On 31 March 2026, Google announced that the JSON files listing their crawler IP ranges were moving from `/search/apis/ipranges/` to `/crawling/ipranges/` on developers.google.com. The reasoning made sense: these ranges cover crawlers used by Shopping, AdSense, Gemini, and other products beyond Search, so a `/crawling/` path better reflects their scope.

What the blog post didn't mention is that `googlebot.json` has also been renamed to `common-crawlers.json`. Updating the directory path alone isn't enough.

To complicate matters, the transition happened faster than expected. While Google promised a 6-month transition period, the old endpoints are already returning unexpected responses. If your systems pull from them automatically, they may be ingesting invalid data or failing silently.

What actually happened

On 7 April at 09:42:16 UTC, eight days after the announcement, the old URLs stopped returning IP ranges data.
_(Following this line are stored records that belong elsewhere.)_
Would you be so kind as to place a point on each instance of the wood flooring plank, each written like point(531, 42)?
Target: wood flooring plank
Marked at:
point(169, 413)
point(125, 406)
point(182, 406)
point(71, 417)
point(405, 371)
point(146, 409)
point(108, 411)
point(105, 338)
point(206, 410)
The old URLs didn't redirect, and they didn't break. Instead, they quietly started returning a 200 response with a completely different JSON payload. For example, the response to the old `user-triggered-fetchers.json` endpoint was the following:

```json

{

"Action needed": "update the location you're fetching from to https://developers.google.com/static/crawling/ipranges/user-triggered-fetchers.json"

}

```

This matters because of how different HTTP status codes behave in practice.

A **301 or 308 redirect** is transparent. Most HTTP clients and automated scripts follow redirects by default, so systems can continue working without any changes. A **404 or 410** is disruptive, but disruption is useful: it triggers alerts, teams investigate, and the issue gets resolved quickly.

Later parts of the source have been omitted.